ISSN 2285-1364, ISSN CD-ROM 2285-5521, ISSN ONLINE 2285-1372, ISSN-L 2285-1364
 

THE EVOLUTION OF THE QUALITY PARAMETERS ON THE STORED WHEAT

Published in Scientific Bulletin. Series F. Biotechnologies, Vol. XXV, Issue 2
Written by Mariana Valentina PETRE, Gabriela Daniela STAMATIE, Mona Elena POPA

As one of the main grains consumed throughout the world, wheat is very important for food security. Harvesting and storage periods may have negative effects on physical and physiological quality and increased fungal incidence in the silo, especially when certain essential conditions for carrying out these processes are not complied with. Quality of wheat is changing during storage and this can influence the quality of bread and bakery products.
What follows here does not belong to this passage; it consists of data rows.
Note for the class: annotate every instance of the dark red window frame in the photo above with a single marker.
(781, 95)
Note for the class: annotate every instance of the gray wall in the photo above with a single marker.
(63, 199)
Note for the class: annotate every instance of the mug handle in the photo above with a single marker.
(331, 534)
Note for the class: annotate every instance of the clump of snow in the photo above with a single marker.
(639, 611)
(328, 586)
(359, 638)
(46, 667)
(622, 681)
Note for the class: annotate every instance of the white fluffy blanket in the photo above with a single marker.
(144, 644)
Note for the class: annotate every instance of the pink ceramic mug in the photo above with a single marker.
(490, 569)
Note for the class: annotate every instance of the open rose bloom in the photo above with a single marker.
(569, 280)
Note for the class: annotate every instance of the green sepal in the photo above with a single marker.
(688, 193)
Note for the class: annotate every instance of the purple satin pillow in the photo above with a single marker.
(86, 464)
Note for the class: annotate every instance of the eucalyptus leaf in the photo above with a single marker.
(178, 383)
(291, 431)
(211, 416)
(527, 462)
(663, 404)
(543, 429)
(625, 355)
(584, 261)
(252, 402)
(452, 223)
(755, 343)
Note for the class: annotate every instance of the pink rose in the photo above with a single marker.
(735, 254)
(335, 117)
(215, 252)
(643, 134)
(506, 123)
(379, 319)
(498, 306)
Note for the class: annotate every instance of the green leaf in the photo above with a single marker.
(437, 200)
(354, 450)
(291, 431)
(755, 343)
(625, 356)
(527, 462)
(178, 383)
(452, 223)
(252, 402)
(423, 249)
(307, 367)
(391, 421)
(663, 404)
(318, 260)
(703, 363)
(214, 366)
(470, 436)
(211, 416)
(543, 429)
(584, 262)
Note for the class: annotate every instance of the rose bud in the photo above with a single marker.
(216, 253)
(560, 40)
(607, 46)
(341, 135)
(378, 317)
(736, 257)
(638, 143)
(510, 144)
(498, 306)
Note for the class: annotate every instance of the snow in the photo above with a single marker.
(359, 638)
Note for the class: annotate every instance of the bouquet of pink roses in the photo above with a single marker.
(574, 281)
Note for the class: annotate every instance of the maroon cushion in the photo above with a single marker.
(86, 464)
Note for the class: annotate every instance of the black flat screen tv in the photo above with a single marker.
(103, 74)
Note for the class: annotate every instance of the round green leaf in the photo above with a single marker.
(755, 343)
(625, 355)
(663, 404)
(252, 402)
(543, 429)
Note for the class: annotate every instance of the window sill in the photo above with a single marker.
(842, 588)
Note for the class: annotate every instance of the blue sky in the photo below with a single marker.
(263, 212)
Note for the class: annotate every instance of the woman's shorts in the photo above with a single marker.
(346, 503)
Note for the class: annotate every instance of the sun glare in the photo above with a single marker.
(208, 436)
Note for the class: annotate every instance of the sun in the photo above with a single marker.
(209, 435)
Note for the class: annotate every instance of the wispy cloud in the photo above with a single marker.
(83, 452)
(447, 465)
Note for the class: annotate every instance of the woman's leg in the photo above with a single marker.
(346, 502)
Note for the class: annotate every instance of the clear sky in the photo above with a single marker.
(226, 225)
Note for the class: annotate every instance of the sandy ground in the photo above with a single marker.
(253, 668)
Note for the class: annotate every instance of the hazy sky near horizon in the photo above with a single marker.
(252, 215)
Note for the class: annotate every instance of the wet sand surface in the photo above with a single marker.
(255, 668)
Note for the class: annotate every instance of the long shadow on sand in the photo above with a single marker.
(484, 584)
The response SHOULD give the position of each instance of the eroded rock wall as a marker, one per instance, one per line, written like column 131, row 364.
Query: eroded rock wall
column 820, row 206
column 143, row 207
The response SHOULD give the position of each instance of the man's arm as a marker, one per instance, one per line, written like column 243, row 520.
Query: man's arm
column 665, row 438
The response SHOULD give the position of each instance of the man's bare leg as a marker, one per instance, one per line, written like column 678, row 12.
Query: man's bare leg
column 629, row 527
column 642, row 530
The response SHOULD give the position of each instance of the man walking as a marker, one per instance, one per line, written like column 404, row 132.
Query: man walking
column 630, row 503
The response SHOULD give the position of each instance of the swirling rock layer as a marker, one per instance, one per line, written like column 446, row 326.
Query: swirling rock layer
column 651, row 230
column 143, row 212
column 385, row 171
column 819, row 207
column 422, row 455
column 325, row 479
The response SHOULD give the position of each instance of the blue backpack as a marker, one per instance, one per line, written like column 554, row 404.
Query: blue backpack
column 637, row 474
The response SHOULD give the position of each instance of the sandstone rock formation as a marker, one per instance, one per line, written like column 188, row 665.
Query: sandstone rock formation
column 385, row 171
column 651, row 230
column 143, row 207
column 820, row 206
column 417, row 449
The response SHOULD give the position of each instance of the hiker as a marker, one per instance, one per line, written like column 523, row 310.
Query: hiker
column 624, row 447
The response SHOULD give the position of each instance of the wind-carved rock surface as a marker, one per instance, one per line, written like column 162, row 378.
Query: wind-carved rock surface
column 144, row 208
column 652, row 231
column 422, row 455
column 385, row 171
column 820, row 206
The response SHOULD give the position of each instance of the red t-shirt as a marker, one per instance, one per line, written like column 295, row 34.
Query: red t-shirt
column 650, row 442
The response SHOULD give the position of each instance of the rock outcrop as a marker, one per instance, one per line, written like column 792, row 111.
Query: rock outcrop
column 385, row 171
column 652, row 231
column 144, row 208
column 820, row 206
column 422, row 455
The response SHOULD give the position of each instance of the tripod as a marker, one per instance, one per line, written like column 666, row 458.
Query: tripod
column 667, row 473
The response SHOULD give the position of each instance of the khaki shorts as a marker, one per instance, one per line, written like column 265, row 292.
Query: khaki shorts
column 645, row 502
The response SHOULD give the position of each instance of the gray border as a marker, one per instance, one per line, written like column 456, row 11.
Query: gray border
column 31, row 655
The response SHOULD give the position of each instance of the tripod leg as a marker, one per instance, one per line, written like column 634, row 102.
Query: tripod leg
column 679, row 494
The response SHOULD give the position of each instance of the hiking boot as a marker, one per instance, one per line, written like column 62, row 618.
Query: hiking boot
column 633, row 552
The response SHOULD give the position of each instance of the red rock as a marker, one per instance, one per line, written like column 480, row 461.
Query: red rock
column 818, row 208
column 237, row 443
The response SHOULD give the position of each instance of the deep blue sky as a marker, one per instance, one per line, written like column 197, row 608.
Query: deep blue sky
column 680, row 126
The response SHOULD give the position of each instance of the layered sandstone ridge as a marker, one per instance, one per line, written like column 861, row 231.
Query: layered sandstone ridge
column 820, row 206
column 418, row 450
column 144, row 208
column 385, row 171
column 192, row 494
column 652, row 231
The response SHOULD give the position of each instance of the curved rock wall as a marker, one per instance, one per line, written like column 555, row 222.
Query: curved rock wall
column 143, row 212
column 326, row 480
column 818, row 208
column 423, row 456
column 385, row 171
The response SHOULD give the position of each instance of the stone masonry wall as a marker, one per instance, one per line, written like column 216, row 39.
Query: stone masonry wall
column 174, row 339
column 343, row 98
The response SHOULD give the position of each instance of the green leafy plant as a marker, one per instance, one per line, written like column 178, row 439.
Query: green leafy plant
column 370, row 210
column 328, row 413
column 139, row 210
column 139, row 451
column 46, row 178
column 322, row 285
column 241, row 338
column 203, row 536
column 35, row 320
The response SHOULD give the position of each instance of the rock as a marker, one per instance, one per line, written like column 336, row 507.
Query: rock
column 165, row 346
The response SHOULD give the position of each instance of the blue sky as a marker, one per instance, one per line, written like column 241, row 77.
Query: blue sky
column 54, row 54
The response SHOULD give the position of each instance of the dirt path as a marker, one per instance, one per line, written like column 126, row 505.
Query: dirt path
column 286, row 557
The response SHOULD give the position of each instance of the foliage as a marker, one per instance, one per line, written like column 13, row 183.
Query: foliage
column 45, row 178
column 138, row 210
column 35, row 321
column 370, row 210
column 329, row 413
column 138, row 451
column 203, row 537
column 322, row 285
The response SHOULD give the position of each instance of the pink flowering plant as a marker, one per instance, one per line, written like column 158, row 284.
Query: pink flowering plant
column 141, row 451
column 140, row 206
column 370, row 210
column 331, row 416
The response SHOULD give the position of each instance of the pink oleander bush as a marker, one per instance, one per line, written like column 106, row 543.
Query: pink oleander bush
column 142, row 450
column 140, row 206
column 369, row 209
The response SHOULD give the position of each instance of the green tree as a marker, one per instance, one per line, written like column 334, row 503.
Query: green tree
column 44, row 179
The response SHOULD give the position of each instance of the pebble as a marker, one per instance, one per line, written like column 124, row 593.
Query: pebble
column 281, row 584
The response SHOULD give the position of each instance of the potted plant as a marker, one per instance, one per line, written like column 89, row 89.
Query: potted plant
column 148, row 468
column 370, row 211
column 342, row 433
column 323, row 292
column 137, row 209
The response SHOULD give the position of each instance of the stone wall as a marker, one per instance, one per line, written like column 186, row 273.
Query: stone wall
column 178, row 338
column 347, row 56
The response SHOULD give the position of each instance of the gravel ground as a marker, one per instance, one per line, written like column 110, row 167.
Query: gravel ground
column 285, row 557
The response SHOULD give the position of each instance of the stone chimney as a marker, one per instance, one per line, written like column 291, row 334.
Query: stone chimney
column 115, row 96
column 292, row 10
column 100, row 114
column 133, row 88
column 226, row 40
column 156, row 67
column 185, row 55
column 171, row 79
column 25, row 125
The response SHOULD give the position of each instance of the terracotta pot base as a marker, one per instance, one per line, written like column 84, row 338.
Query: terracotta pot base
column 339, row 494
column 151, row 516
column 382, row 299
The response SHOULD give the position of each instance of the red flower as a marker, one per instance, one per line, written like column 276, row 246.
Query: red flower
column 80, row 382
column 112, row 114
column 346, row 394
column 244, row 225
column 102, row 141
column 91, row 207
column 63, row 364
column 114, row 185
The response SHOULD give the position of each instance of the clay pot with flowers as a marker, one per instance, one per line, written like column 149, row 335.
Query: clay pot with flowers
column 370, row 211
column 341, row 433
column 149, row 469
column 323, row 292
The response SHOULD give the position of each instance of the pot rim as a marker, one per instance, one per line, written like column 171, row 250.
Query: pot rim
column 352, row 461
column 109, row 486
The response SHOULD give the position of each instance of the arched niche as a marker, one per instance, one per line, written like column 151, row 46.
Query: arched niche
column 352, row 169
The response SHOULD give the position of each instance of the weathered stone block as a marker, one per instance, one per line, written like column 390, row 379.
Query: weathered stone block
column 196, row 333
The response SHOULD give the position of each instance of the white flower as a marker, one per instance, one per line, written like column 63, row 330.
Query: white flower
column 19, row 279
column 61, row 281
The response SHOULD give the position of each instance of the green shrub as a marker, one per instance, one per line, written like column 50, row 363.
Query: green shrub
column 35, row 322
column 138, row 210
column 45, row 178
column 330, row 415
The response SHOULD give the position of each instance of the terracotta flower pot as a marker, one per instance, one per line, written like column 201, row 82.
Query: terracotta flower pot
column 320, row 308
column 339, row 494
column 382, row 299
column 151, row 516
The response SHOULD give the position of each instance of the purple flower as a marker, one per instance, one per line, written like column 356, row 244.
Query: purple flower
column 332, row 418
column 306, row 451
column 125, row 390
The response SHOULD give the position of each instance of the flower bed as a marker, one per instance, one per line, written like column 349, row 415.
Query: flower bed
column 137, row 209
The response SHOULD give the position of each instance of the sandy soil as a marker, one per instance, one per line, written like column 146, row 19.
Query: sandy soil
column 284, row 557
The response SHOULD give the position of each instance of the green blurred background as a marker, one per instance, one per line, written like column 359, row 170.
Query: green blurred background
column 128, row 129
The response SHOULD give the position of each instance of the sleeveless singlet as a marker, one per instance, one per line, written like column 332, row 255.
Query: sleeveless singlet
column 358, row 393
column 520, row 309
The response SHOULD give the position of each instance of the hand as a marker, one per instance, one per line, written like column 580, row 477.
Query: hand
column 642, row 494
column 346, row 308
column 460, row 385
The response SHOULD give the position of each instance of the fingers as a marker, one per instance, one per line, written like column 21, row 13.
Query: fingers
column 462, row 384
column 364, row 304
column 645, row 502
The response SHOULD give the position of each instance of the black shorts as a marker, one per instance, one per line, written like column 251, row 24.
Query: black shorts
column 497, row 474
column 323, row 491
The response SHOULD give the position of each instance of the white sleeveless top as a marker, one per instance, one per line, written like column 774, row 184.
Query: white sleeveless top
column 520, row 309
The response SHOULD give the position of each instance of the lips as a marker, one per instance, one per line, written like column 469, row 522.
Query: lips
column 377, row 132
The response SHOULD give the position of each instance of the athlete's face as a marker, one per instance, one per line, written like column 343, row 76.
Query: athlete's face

During storage, the moisture of wheat must be keep at a safety level to prevent germination process and also the insect infestation have to be under control. This work aimed to monitoring the changes in the quality parameters of the wheat stored for a period of at least two years. The analysis carried out on the basis of which the observations were made were the following: moisture content, protein content, hectometer mass, falling number, gluten content, and E-nose analysis. The results of the analysis have shown that in the stored cereals certain quality properties have been modified, but over time the deterioration occurs more and more aggressively.